Однажды на рассвете в конце апреля 1956 года наша прислуга разбудила меня словами: “Министр ждет вас у садовых ворот”. Достаточно было выглянуть из окна спальни, чтобы еще сильнее осознать необычность визита: старенький “фольксваген”, стоявший на улице, столь же мало подходил Волльвеберу, сколь и ранний час посещения. Обычно Волльвебер ездил с эскортом на большом советском лимузине “ЗиМ”. Я двинулся к входной двери, положив на всякий случай в карман заряженный служебный пистолет. При небольшом расстоянии от Западного Берлина и открытой границы надо было быть готовым ко всему. Но у дверей действительно стоял толстенький Эрнст Волльвебер с неизменным огрызком сигары в зубах. Поднятый с постели телефонным звонком, он сел в оказавшуюся под рукой машину одного из сотрудников.

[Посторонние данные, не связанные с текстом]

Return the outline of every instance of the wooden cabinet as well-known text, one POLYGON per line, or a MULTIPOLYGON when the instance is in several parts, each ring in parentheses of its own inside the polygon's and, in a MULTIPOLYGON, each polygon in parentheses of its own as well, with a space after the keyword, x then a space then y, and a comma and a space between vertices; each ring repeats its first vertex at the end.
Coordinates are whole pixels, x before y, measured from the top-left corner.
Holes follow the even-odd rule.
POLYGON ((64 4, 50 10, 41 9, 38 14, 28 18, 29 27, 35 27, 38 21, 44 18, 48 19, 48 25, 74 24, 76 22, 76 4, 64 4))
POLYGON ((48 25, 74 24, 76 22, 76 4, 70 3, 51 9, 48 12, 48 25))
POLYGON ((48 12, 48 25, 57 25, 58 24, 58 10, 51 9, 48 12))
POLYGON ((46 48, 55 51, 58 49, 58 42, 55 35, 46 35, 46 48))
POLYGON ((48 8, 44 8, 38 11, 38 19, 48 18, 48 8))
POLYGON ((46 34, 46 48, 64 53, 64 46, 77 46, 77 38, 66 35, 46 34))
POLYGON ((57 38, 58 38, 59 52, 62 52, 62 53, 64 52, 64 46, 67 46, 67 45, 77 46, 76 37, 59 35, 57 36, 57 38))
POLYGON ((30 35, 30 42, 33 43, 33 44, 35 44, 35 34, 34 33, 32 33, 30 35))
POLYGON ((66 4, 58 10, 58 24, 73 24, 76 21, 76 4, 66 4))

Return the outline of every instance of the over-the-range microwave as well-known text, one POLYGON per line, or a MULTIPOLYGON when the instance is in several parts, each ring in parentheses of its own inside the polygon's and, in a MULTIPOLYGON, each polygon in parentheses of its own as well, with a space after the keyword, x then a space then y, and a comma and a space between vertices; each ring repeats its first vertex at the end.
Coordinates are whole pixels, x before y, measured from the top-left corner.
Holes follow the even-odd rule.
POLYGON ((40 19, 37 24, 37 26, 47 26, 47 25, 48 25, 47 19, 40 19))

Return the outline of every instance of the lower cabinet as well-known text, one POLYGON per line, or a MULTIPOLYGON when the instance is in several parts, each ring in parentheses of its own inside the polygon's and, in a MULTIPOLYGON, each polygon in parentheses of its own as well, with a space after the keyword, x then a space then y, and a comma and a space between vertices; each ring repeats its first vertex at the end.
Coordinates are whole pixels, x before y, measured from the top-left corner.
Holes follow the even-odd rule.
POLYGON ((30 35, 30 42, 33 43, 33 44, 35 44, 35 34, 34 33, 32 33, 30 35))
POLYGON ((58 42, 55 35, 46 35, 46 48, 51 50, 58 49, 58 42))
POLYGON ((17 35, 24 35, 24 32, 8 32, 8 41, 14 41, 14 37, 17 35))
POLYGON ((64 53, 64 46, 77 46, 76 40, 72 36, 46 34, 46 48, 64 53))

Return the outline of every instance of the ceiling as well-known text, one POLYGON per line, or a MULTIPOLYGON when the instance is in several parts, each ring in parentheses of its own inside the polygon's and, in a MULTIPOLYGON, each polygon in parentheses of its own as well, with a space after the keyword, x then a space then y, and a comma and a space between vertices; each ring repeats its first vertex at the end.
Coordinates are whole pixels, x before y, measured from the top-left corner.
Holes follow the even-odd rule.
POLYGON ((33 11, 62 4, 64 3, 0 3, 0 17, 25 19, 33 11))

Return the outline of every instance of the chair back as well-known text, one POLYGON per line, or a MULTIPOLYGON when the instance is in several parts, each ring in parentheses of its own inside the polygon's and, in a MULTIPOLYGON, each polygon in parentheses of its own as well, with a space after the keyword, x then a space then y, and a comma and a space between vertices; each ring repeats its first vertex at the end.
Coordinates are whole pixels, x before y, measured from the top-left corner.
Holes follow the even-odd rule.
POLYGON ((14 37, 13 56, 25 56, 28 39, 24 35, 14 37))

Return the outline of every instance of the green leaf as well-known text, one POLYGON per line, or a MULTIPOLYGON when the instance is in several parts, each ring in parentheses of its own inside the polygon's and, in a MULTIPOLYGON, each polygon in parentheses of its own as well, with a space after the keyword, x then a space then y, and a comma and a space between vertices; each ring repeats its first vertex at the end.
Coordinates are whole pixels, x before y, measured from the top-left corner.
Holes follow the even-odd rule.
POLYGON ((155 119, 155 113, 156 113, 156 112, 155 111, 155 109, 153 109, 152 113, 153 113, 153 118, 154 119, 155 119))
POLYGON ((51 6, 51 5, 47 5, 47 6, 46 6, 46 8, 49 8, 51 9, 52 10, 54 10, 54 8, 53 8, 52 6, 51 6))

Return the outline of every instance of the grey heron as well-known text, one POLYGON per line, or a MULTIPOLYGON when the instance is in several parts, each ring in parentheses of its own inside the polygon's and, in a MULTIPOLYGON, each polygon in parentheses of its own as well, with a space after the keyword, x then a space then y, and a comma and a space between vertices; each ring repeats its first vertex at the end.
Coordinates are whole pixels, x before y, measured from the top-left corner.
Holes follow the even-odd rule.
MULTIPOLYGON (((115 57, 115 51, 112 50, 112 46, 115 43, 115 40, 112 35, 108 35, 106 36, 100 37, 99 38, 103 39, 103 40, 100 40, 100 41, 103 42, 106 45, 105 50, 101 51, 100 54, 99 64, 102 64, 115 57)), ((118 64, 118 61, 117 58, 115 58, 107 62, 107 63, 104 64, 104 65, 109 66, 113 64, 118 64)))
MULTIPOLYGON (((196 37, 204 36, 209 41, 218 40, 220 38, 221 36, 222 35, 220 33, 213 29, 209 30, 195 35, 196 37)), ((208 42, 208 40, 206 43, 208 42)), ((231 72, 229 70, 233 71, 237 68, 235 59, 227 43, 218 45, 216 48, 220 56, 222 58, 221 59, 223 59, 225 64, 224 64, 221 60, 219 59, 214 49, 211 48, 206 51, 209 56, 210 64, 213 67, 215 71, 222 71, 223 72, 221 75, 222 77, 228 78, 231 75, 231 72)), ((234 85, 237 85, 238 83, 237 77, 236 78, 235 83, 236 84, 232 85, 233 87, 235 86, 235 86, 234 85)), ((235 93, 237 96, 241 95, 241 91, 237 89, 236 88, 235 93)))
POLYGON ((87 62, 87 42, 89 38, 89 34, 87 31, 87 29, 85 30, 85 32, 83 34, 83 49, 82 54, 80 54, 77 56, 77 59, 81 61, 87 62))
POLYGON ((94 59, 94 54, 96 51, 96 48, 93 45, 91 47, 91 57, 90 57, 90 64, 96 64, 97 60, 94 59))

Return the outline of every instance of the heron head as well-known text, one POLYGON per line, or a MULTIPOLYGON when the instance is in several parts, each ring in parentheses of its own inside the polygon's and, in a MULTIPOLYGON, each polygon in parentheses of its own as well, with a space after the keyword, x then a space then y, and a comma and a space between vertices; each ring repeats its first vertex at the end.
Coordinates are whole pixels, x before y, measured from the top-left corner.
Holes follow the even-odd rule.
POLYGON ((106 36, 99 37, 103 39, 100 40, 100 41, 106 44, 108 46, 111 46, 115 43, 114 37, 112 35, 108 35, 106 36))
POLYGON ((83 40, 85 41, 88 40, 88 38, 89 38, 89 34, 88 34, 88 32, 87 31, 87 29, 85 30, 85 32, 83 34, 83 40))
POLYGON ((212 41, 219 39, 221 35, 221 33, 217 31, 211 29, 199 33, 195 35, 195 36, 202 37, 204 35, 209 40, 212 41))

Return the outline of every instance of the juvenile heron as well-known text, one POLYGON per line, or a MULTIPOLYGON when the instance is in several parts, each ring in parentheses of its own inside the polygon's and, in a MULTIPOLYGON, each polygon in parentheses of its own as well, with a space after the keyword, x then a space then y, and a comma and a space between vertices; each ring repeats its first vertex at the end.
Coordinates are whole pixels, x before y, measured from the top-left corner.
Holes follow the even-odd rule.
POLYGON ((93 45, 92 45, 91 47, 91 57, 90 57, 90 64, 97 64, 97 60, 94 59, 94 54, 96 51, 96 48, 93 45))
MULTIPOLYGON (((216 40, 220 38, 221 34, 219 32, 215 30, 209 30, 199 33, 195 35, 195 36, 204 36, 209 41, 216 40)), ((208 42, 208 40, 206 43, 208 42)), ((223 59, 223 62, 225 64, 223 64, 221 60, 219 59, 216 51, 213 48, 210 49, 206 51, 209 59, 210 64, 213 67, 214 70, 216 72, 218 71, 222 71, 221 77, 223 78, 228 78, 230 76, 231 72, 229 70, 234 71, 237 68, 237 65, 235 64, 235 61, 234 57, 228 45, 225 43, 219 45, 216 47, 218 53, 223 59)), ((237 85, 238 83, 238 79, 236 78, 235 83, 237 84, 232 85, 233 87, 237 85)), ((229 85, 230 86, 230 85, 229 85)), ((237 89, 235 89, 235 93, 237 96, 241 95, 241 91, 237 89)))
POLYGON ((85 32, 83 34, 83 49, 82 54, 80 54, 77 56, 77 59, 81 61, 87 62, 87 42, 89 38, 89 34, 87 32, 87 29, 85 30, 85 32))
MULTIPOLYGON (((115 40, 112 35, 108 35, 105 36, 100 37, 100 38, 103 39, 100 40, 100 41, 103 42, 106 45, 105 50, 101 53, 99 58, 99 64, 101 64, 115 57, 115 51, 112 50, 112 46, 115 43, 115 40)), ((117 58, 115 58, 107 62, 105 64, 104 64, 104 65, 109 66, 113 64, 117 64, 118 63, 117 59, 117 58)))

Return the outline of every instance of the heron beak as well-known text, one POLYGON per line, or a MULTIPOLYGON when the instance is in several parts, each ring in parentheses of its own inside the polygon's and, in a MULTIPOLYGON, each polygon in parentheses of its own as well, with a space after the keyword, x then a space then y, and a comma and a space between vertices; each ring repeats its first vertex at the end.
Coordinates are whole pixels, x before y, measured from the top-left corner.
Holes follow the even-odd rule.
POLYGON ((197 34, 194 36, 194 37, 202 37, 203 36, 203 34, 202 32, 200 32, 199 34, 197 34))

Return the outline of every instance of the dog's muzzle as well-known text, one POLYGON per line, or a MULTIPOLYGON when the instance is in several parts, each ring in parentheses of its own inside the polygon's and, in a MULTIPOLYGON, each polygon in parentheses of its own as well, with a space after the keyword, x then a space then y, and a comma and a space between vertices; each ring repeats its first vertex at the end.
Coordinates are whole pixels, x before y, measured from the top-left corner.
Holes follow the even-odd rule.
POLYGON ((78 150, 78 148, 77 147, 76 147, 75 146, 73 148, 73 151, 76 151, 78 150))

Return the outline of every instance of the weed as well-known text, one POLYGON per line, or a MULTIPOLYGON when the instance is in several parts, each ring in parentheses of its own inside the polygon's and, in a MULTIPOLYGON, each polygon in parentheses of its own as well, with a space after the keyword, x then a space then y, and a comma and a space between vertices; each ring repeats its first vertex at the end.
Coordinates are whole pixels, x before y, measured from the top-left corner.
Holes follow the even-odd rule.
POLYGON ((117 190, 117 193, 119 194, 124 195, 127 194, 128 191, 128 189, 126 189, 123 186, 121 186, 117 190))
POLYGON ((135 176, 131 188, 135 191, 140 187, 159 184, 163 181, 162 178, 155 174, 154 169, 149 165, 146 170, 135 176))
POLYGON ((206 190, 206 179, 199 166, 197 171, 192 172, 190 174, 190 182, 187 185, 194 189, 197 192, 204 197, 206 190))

Сломя голову мы понеслись по безлюдным улицам в сторону аэропорта Шенефельд. Миновав Альт-Глинике, когда до аэропорта оставалось около километра, мы наткнулись на небольшую группу людей, наполовину состоявшую из советских солдат. Казалось, что они собирались копать канаву на краю кладбища. На деле они копали туннель — ставший с тех пор знаменитым американский шпионский туннель. Теперь-то Волльвебер объяснил мне, что ЦРУ вместе с СИС — английской разведкой — подключилось к кабелям всех телефонных линий, идущих вдоль шоссе на юг ГДР. При этом, несомненно, особое внимание уделялось кабельному каналу, проложенному к советской штаб-квартире в Вюнсдорфе.

Тем временем работавшие разрезали часть туннельных труб и открыли тяжелую металлическую дверь, которая вела в расположенную под улицей просторную камеру усилителя. После проверки наличия мин и взрывных зарядов в почве мы получили разрешение осмотреть устройство. В камере усилителя, обставленной весьма уютно, наше внимание привлекло настоящее чудо техники. Все кабели — а их насчитывалось несколько сотен — были отделены друг от друга, соединялись с усилителями, а затем вели в здание, находившееся примерно в 500 метрах от границы. Оно было построено специально для подведения кабеля и замаскировано под метеостанцию. По туннелю мы ощупью добрались до той подземной точки, где американский шутник установил за мотком колючей проволоки маленький картонный щит с надписью: “Здесь начинается американский сектор”.

Много лет спустя Джордж Блейк, знаменитый тайный агент КГБ в британской спецслужбе, рассказал мне о причинах строительства туннеля. Тогда Блейк служил в Западном Берлине, и благодаря ему советская разведка с самого начала была в курсе предприятия. По отношению к нам КГБ, как всегда, проявлял величайшую сдержанность. Министерству госбезопасности лишь как-то раз дали понять, что было бы кстати взять под наблюдение строительство непонятного объекта поблизости от аэропорта Шенефельд. Результатом этого наблюдения и было то, что произошло ранним утром в апреле 1956 года.

После своего сенсационного побега из английской тюрьмы, куда он попал в результате разоблачения и последовавшего затем осуждения, Джордж Блейк не раз приезжал в ГДР. Здесь он встречался со своей престарелой матерью, которая жила в Голландии. Мы несколько раз виделись с ним и подружились. Захватывающей была история жизни Блейка, которую он рассказывал, — о том, как он, сын богатого банкира из Каира и голландской аристократки, стал офицером английского военно-морского флота и сотрудником секретной службы, как он оказался в конфликте с собственной совестью, когда союзники по второй мировой войне начали превращаться во врагов СССР, и поэтому, попав в плен в 1950 году во время войны в Корее, начал по собственной инициативе искать контакты с КГБ.

Подобно Блейку, и Ким Филби, самый знаменитый советский разведчик в британских. спецслужбах, после своего разоблачения и бегства из Англии жил в Москве. Разведчиков, женатых на русских женщинах, связывала дружба. Филби стал для меня вторым после Блейка англичанином, который по убеждению работал против своей родины, в пользу Советского Союза, потому что верил: в этой стране начинается созидание нового, лучшего мира.

Как Блейк, так и Филби не могли закрыть глаза на советскую действительность, и их взгляд на обетованную страну становился с годами все более трезвым. В разговорах со мной они часто обменивались критическими замечаниями, но сохраняли веру в возможность изменения советской системы. Для меня оба они были крупными и трагическими фигурами разведки.